К слову, режиссёр А. Сиренко снял по этой повести кинофильм «Родник» (1981), был и фильм-спектакль Куйбышевского академического театра драмы (1982, режиссёр П. Монастырский), постановки в провинциальных театрах.
Экранизировались и некоторые рассказы писателя.
Казалось бы, что близкого для себя в русских Усвятах могут вычитать азиаты? Но произведения Е. Носова переводились и на языки Дальнего Востока.
Считают, что грустная тональность произведений Носова конца 1980–1990-х (фантастический рассказ «Сон», рассказы «НЛО нашего детства», «Тёмная вода», «Карманный фонарик», «Костёр на ветру», «Красное, жёлтое, зелёное…») связана с ощущением у писателя невозобновимого распада коренных устоев национальной жизни, катастрофического нарастания в «перестроечном» обществе бытийной дисгармонии: жестокости, апатии, разочарования и эгоизма. Добавим: алчности, голливудизированного «успеха», абсолютизации уголовного принципа «умри ты сегодня, а я — завтра». Это осознание было умерщвляющим для Евгения Носова, с его целомудренно-трепетным отношением к миру, природе, человеку.
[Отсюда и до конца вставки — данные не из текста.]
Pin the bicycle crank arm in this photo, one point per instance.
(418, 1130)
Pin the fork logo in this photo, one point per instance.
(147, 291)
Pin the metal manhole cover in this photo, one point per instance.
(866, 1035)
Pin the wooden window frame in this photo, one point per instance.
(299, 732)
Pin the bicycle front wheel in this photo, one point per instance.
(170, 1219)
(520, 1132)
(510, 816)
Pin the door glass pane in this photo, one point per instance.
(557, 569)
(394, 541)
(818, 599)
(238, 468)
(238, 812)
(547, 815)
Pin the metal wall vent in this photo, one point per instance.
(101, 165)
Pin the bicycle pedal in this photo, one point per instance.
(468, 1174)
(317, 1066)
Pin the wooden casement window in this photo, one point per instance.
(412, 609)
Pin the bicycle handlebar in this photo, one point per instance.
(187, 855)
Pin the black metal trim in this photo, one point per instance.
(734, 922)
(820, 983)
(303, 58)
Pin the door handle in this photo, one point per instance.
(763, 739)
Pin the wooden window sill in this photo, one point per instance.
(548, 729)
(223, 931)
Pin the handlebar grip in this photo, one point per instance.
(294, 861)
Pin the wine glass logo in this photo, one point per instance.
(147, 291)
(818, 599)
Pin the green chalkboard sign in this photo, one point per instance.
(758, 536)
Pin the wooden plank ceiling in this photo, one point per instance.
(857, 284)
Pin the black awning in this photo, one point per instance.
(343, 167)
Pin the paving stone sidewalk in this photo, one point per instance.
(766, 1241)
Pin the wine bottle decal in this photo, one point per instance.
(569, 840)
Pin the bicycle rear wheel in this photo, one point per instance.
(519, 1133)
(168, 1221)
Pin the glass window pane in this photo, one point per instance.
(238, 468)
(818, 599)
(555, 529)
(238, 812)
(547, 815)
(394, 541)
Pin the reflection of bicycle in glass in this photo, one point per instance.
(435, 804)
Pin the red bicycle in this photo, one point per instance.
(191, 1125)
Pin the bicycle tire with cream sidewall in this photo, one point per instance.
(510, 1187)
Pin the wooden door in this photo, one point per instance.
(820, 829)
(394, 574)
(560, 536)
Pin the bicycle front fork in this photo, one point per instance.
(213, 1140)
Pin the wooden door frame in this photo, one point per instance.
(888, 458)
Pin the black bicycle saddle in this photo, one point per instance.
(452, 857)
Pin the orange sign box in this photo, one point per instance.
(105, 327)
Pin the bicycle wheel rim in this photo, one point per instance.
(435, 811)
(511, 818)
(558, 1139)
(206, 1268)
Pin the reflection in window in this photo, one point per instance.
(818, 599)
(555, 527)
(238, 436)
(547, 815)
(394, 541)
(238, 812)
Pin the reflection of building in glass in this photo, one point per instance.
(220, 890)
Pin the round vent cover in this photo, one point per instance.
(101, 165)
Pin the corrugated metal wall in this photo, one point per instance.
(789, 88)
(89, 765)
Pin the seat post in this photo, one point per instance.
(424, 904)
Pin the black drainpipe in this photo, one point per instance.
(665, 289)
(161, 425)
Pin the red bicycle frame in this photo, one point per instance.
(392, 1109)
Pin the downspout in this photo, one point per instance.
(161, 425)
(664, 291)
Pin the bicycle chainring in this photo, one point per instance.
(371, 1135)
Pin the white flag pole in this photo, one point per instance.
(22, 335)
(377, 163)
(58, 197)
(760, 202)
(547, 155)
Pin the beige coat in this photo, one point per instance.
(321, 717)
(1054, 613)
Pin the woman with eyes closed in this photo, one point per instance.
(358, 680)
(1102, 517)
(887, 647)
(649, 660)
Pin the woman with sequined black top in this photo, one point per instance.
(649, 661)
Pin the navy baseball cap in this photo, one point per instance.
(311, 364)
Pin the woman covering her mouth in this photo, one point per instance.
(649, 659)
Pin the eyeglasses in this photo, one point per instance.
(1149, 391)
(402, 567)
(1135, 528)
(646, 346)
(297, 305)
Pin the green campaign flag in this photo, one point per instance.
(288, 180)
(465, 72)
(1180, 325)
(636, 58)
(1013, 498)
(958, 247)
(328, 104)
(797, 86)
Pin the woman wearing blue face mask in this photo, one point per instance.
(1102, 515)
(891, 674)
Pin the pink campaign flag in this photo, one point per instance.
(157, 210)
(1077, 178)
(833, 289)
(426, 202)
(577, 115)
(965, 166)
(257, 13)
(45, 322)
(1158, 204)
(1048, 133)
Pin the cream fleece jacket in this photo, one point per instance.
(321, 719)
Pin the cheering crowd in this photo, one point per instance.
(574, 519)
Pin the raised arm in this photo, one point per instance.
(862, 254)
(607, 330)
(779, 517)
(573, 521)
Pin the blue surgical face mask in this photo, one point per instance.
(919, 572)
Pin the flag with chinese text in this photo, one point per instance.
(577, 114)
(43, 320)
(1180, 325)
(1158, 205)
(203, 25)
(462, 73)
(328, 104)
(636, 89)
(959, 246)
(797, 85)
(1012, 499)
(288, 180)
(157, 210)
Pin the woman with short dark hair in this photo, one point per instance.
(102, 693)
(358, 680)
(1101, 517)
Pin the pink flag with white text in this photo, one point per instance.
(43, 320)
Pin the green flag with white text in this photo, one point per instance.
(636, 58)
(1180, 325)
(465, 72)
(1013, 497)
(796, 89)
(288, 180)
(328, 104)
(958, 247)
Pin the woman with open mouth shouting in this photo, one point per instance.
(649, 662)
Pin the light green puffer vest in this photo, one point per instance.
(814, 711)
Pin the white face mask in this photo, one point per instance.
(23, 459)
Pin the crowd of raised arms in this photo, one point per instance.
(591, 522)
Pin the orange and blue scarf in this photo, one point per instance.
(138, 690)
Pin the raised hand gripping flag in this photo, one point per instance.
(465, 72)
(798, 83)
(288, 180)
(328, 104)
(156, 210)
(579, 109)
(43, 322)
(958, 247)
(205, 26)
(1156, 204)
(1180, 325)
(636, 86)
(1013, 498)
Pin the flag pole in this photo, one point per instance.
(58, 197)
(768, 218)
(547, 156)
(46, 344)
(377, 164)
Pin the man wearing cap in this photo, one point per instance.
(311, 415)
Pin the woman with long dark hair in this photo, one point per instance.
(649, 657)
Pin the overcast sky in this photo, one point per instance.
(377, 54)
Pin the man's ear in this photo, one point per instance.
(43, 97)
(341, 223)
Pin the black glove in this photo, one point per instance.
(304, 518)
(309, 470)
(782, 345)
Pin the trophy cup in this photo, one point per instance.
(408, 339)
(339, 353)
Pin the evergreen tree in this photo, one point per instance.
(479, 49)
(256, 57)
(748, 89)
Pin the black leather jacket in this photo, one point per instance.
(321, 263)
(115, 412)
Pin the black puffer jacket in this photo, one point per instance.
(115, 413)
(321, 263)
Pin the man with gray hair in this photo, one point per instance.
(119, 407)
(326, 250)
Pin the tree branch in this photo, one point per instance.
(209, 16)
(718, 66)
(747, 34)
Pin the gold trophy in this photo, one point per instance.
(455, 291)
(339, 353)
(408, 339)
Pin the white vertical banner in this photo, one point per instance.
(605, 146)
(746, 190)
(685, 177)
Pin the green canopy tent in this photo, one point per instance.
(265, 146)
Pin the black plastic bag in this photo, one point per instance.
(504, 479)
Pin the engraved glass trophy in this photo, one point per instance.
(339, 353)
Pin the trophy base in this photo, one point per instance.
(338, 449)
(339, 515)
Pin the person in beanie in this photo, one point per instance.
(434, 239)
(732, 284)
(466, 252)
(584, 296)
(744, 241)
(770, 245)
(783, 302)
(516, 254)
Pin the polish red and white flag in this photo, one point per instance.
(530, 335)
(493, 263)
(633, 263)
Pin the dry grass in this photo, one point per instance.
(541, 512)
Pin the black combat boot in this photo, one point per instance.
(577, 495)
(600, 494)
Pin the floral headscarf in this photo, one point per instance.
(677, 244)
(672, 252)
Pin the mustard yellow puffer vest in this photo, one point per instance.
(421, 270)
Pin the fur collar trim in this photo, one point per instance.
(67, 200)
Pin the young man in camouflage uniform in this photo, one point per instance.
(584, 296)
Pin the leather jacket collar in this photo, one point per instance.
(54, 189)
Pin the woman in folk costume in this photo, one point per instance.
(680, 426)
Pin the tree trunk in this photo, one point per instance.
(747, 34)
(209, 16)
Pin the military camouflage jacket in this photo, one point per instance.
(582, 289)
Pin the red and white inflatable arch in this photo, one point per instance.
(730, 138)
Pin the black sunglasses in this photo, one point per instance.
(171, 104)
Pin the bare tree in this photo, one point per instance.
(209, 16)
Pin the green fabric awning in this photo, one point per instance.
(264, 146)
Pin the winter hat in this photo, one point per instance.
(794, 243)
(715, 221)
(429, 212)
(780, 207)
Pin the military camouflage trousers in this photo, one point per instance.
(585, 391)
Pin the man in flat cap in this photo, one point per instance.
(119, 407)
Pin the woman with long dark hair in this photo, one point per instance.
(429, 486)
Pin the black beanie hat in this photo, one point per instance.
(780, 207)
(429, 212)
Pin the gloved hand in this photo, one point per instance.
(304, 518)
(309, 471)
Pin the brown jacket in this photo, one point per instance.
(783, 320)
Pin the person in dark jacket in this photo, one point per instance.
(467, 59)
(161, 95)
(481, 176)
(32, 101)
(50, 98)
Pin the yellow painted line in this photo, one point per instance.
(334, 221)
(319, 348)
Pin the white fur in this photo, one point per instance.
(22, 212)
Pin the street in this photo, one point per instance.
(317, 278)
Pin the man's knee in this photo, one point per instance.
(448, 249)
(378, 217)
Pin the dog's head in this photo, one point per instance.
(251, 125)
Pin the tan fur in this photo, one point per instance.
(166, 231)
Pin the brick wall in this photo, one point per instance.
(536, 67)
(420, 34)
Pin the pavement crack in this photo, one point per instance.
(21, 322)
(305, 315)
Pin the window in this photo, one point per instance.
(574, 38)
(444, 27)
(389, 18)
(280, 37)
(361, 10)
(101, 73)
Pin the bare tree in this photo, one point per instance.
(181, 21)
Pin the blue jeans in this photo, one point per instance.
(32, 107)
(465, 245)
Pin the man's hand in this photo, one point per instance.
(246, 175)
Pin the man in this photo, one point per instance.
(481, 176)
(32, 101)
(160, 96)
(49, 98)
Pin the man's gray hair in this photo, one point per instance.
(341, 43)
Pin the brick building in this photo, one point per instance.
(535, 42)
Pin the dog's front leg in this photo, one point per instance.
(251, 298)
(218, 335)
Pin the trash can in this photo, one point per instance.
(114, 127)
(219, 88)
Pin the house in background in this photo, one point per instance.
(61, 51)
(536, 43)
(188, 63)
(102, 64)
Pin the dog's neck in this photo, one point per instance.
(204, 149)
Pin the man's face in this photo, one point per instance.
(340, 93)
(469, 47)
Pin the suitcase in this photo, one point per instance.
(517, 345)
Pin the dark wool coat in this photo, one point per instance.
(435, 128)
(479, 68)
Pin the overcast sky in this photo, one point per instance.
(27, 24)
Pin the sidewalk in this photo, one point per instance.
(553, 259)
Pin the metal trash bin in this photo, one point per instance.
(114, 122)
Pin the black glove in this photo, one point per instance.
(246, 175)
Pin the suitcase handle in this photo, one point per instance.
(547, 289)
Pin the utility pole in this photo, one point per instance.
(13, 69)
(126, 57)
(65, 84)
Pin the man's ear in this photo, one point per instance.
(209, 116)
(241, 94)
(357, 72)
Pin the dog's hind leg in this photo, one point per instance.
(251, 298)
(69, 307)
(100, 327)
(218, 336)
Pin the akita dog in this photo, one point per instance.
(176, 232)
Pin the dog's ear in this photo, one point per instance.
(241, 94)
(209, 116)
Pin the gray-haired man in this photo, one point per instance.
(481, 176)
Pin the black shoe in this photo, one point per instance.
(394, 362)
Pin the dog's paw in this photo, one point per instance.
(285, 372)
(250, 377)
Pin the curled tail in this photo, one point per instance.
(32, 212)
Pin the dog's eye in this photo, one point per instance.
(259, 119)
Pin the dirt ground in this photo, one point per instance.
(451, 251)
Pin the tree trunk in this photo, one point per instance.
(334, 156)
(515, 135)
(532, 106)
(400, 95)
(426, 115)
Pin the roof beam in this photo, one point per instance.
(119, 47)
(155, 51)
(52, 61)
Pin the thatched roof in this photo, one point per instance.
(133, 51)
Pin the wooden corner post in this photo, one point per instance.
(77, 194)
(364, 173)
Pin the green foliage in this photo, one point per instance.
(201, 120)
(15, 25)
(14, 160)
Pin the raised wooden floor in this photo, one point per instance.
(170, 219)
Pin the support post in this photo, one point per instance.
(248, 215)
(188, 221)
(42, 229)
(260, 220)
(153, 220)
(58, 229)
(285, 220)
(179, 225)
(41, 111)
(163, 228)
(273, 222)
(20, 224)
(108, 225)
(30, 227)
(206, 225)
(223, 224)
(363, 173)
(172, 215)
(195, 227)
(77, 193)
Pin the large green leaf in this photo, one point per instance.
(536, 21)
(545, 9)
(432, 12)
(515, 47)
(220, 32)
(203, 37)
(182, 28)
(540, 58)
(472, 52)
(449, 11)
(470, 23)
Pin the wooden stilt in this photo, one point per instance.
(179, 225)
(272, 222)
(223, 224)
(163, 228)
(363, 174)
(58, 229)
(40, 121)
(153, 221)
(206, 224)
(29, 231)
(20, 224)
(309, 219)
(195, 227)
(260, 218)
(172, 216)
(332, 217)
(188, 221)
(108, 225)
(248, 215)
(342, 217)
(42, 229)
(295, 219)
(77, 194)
Следует вспомнить и об общественном признании заслуг писателя. Литературно-творческую работу Е. И. Носов неизменно совмещал с общественной, являясь членом правления Союза писателей СССР, секретарём правления Союза писателей России, членом редколлегий журналов «Наш современник», «Подъём» и «Роман-газеты». «За выдающиеся заслуги в развитии советской литературы и плодотворную общественную деятельность» Е. Носову было присвоено звание Героя Социалистического Труда (1990), он неоднократно награждался орденами. За книгу «Шумит луговая овсяница» ему была присуждена Государственная премия РСФСР имени М. Горького (1975). За рассказы 1990-х он был отмечен Международной литературной премией имени М. А. Шолохова (1996), а в 2001 г., за год до кончины, удостоен премии А. Солженицына.
При награждении Константина Воробьёва (посмертно) и Евгения Носова, «двух писателей, чьи произведения в полновесной правде явили трагическое начало великой войны, её ход, её последствия для русской деревни и позднюю горечь пренебрежённых ветеранов», Александр Солженицын скажет: «…Вся жизнь Носова полвека текла в переструйке с негромким течением послевоенной — и никогда уже не поднявшейся к силе — русской деревни. Таковы и обычные его нерезкие, „неслышные“, задушевные рассказы. … В каждом рассказе Носова сюжет просочён затопляющим настроением, тёплой любовью к людям, их обстоятельному быту и неутихающей привязанностью к природе. Ощущение часто сравнимо с ощущением от рассказов чеховских: как и малозначительный эпизод ласково высвечен, лучится от пропитанности теплотою. Немало и лирики, какой покорны все возрасты: тут — и затаённое ожидание молодой крестьянки; и первая любовная смута сельской старшеклассницы; и одинокость старого неудачника; и возбуждение детской души от весеннего паводка. Тут — и добродушные рассказы о природе — с благоговейностью к её множественным силам и тайнам, доступным только внимчивому глазу, уху, обонянию, осязанию. … В рассказах Носова крестьянская жизнь — до того натуральная, будто не прошла через писательское перо. Крестьянское осмысленное понимание каждого бытийного хода, и поэзия ремесла, неизмышлённая простая народность, самый тип народного восприятия. И десятилетиями Носов удержался, не давая согнуть себя в заказную советскую казёнщину. … И, донося через 40 лет всю ту же военную тему, с горькой горечью всколыхивает Носов то, что больно и сегодня… Этой неразделённой скорбью замыкает Носов полувековую раму Великой войны и всего, что о ней не рассказано и сегодня».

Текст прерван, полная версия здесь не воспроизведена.